Nell smiled her small, secret smile. “Yes. I like him. I know what he is, I know what you said about him too. But he’s very rich, and he does please me in other ways. He isn’t so bad, once you get to know him. He only hates your brother and his friends because they ruined his face when they pounded on him, he says, as well as his life. He was
very vain about his looks. I don’t think he looks so bad, but he does.”

“Yes, but he did terrible things,” Camille said. “He’s lucky they used fists and not swords and pistols, or he’d be dead by now. You know that. And it isn’t just his nose that changed his appearance, he looks ill, and everyone says it’s because of his continuing debaucheries. So how can you think of leaving the country with him? You’ll be at his mercy.”

“Shall I be?” Nell asked. “That remains to be seen. But what is there for me if I stay here, even if I do become a famous courtesan?”

“Money, you said, and fame,” Camille reminded her urgently.

“But not freedom, I see that now,” Nell said. “And that’s what I said I wanted. I’ve since come to see that the courtesans I admired are not free either. Men who pay for you feel they own you for however long they keep paying. And in truth, they do. You have to be at their beck and call day and night, and you have to keep pleasing them. Even if you keep replacing protectors, you’re just getting the same thing again and again until you’re too old for the trade. And what then? Ruby has money, but she still isn’t free. She can’t go everywhere she wants.”

Nell cocked her head to the side. “I needed Dearborne to explain it to me, and he’s right. Everyone else, you and my cousin, you all talked about
morality. Dearborne showed me reality. See, I want freedom as much as money, and this way I can have it. He’s going to America,” she told Camille with rising excitement, her eyes shining. “He told me about places like New York and New Orleans. The ‘new’ he said, is the key. Those are places where a man or woman can be anything and anyone they want to be. If you have money, you can live like a king and get as much respect as one, no matter who you are or what you did to get your fortune. That would suit me.”

“And if he tires of you? What will you do all alone in a new country?” Camille asked desperately.

Nell laughed. “If we tire of each other, and I expect we will, that will be fine too.
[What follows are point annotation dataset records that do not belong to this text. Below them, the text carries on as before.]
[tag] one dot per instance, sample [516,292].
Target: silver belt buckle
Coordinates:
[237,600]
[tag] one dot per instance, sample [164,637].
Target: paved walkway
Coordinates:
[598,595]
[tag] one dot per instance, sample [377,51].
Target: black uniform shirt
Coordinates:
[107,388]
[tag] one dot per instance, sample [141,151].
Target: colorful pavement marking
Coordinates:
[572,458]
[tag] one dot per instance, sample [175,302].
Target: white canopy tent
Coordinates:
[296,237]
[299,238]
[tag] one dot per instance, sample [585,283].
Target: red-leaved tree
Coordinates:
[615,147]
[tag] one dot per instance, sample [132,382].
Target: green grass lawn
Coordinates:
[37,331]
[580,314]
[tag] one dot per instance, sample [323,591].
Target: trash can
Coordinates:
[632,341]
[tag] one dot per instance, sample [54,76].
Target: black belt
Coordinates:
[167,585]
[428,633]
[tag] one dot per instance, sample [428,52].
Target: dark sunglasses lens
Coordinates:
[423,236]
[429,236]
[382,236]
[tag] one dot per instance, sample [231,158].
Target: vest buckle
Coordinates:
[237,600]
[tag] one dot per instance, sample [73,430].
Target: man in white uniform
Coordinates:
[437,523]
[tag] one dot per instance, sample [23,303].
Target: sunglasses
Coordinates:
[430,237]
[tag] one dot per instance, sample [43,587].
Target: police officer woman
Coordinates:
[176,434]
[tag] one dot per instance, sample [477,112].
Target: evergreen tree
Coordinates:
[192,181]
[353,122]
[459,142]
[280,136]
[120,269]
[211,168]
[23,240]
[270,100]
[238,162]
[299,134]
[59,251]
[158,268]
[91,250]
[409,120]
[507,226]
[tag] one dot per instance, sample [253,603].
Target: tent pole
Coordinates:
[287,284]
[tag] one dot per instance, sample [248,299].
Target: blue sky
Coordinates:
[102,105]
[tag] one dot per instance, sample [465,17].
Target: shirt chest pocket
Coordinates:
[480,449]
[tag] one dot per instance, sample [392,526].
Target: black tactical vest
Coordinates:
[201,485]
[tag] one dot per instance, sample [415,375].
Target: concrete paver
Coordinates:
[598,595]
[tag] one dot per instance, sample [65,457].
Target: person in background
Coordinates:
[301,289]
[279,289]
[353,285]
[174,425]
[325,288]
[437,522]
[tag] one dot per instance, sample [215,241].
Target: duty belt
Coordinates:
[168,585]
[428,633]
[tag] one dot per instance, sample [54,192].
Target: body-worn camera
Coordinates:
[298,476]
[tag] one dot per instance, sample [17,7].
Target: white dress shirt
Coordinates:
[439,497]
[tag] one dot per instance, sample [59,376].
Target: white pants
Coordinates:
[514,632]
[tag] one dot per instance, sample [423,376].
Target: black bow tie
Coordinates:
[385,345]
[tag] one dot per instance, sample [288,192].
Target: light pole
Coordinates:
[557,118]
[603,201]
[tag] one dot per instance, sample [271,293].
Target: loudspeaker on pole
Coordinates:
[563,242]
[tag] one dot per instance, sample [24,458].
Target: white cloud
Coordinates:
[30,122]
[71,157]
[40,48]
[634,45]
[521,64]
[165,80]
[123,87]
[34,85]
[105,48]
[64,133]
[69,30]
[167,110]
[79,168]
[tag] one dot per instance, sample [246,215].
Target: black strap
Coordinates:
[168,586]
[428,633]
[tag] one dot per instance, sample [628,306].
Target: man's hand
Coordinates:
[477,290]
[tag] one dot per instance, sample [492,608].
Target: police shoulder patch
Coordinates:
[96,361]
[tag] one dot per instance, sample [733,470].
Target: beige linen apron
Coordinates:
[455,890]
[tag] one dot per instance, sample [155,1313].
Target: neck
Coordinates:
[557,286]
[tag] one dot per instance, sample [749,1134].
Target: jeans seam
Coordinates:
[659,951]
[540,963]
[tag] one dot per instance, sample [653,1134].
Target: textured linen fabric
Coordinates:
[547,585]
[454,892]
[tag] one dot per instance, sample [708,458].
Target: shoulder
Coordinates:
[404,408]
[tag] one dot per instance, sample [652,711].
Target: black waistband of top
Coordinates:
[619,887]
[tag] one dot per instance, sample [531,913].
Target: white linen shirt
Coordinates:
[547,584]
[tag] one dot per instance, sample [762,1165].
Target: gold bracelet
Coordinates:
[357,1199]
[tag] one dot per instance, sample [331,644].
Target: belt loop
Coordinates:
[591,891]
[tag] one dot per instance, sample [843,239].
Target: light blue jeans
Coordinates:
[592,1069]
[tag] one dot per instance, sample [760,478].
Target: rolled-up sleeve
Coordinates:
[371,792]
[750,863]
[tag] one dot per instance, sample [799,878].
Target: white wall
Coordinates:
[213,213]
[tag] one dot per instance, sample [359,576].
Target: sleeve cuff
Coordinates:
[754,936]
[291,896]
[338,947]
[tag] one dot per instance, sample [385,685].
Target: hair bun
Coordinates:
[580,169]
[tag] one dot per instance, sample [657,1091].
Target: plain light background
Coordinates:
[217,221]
I’ll be able to find another protector even faster than I could here, because there are more men than women there.”

“But that would be no different from what you’d have here,” Camille exclaimed.

“But it is,” Nell said complacently. “They don’t have Society there, not like here. Or at least, Dearborne says it’s just getting started, and I can be part of it. There, it isn’t what you were born to be, it’s what you’re clever enough to make yourself. With manners and money, anyone can pretend to be someone, and so I shall be. Now, get dressed, Cammie,” she said, her voice reasonable and calm. “Because he has a terrible temper and he likes to hurt women too. I like it sometimes, but I know you won’t.”
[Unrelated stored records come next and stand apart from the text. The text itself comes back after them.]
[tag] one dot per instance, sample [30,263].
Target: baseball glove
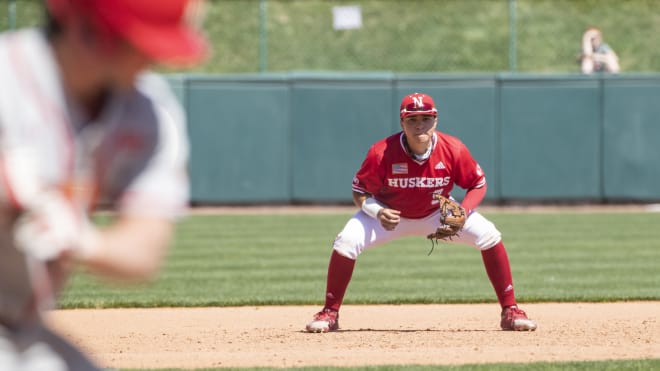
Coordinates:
[452,218]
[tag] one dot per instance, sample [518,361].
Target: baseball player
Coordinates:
[83,124]
[394,190]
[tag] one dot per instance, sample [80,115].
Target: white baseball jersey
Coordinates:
[132,158]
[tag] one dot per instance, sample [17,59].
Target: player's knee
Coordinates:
[347,247]
[489,238]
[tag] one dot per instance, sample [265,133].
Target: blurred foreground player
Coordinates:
[83,124]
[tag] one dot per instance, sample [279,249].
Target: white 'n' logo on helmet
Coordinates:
[418,102]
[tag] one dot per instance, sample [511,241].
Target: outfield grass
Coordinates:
[235,260]
[413,35]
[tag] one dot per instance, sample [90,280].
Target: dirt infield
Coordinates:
[369,335]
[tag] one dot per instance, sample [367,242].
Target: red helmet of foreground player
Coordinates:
[161,29]
[417,104]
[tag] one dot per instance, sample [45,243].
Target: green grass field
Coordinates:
[556,257]
[411,35]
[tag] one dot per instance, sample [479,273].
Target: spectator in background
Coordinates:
[596,55]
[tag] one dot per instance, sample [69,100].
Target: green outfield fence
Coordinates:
[411,35]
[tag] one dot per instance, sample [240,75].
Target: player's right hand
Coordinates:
[50,227]
[389,218]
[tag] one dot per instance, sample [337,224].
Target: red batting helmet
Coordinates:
[417,104]
[161,29]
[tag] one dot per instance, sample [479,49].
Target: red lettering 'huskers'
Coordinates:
[393,177]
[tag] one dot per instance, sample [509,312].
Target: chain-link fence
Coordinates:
[411,35]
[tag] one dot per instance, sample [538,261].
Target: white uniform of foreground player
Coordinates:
[82,125]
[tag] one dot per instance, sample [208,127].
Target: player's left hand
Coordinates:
[389,218]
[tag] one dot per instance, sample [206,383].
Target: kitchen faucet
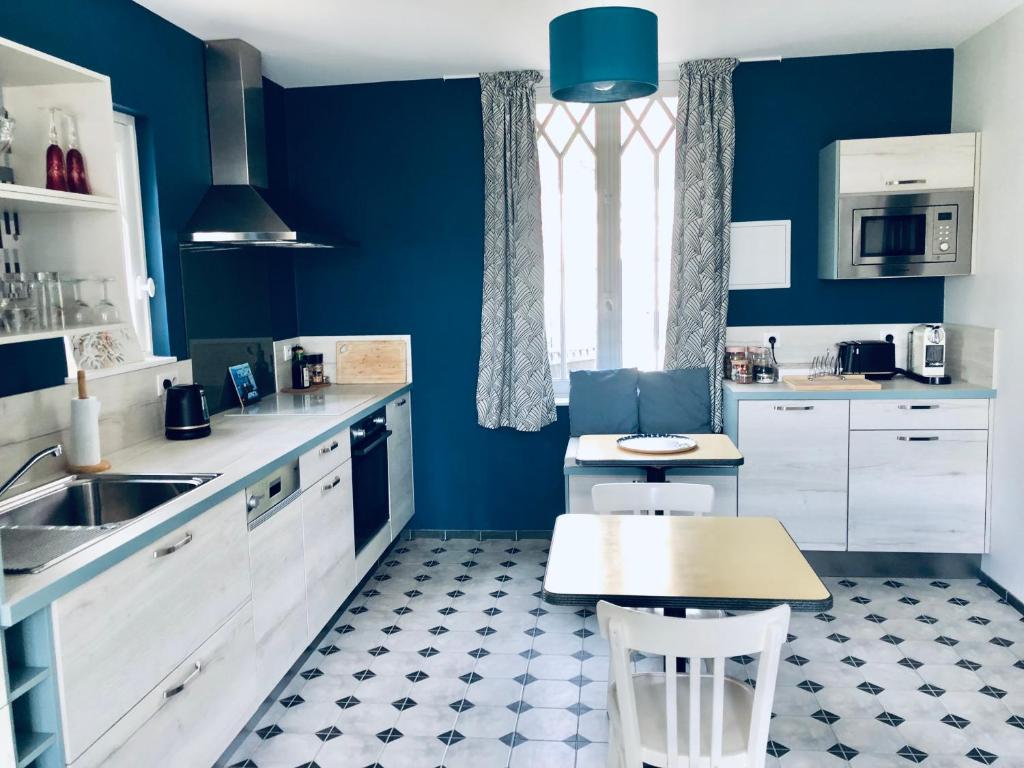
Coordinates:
[53,451]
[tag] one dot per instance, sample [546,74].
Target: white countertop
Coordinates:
[240,449]
[896,387]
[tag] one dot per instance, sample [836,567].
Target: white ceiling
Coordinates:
[326,42]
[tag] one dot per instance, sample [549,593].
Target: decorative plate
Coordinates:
[656,443]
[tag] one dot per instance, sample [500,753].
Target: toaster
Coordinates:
[186,416]
[872,358]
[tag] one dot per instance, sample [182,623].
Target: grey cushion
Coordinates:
[675,401]
[603,401]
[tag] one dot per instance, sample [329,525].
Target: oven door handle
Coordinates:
[367,449]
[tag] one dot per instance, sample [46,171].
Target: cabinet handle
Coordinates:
[174,690]
[164,552]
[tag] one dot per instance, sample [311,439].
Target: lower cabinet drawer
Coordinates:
[279,594]
[329,544]
[120,634]
[920,414]
[918,491]
[329,455]
[193,715]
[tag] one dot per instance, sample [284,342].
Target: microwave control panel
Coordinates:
[945,229]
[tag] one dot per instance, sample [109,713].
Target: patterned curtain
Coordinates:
[513,387]
[698,293]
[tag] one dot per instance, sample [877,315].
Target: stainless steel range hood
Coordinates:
[236,212]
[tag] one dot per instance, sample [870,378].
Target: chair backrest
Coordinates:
[645,498]
[695,639]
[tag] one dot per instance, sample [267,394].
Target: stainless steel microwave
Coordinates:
[899,235]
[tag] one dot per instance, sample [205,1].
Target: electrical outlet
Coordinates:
[165,381]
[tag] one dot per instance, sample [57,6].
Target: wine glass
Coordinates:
[104,309]
[79,313]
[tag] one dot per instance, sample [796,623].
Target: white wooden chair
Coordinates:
[645,498]
[716,722]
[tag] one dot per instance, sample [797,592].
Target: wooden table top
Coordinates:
[729,563]
[712,451]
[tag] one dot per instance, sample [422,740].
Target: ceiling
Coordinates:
[327,42]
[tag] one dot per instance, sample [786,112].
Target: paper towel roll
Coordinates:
[83,448]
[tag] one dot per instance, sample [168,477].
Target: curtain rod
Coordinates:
[742,59]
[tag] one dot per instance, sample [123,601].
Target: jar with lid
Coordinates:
[741,371]
[315,369]
[733,353]
[762,365]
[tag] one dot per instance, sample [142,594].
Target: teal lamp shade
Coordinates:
[603,54]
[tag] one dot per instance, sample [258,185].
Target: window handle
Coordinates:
[145,287]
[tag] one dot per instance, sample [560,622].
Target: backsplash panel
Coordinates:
[131,413]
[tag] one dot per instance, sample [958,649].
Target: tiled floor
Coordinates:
[450,657]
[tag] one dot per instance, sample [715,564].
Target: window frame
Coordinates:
[608,148]
[138,285]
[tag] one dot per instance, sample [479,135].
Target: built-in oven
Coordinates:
[905,235]
[370,478]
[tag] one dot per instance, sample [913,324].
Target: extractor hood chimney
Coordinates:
[236,212]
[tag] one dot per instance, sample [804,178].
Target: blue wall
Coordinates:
[157,73]
[398,167]
[785,112]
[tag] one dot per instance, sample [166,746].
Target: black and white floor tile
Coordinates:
[450,657]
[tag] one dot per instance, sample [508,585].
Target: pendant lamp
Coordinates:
[603,54]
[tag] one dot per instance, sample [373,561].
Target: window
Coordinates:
[137,281]
[606,194]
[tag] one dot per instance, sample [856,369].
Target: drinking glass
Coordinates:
[105,311]
[79,313]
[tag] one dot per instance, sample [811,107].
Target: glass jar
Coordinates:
[741,371]
[762,365]
[732,354]
[315,369]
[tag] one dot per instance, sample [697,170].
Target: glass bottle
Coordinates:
[56,173]
[77,180]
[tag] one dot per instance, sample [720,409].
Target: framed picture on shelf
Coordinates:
[245,384]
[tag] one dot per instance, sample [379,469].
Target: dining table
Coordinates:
[680,562]
[606,451]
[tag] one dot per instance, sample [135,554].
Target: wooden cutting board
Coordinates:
[381,361]
[850,383]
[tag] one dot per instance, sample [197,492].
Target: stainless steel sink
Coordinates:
[43,526]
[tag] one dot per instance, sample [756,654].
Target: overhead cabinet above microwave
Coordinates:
[899,207]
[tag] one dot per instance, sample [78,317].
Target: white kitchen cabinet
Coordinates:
[399,463]
[580,488]
[906,163]
[275,554]
[918,491]
[326,457]
[920,414]
[795,467]
[329,546]
[120,634]
[188,718]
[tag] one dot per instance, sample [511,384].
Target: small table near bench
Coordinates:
[592,459]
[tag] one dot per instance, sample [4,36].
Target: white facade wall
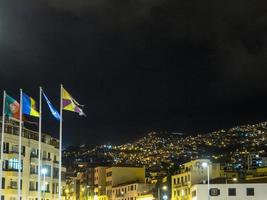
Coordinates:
[260,191]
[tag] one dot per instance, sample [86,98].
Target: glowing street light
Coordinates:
[44,172]
[206,165]
[165,188]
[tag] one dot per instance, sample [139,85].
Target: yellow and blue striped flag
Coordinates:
[29,106]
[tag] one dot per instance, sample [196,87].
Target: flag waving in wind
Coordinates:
[12,107]
[70,103]
[29,106]
[51,107]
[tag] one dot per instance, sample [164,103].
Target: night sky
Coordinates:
[185,66]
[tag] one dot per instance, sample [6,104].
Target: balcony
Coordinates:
[46,159]
[12,127]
Camille stripped off her gown and hurriedly donned the old gray one. She did it just in time, because the door opened again, and Dearborne, followed by two brutish-looking men, sauntered in.

“Very good,” Dearborne said. “Now, a little ride to Newgate, a shorter one to the docks, and it will be done. Nell?” he said, offering her his arm. “Come along, Miss Croft,” he said, “or would you prefer one of my assistants to escort you?”

Camille raised her head, winced at how it still ached, and went out the door with them.

They rode in an undistinguished hired hack. No one spoke.

Nell sat next to Lord Dearborne. One of his hired men drove the hackney. The other sat next to Camille. She sat up against the window, trying to ignore the way the man’s thigh touched hers.

Eric was on her trail already, she knew that. Miles too. The earl of Drummond, Rafe, and the others might be following her even now. They had worked for His Majesty, they had influential friends.

That didn’t comfort her as much as it should have done.

She was on her way to Newgate Prison, and she didn’t know what awaited her there or how soon she’d get out again.

But she had a resilient spirit and the thought of Eric to keep her heart high. Eric mightn’t look in Newgate right away, but when he didn’t find her anywhere, he’d look everywhere. He’d find her. She
had to keep hold of that thought. Nell was wrong about everything but right about one: there were worse fates she could have endured. Even though she’d been mishandled, she hadn’t been molested.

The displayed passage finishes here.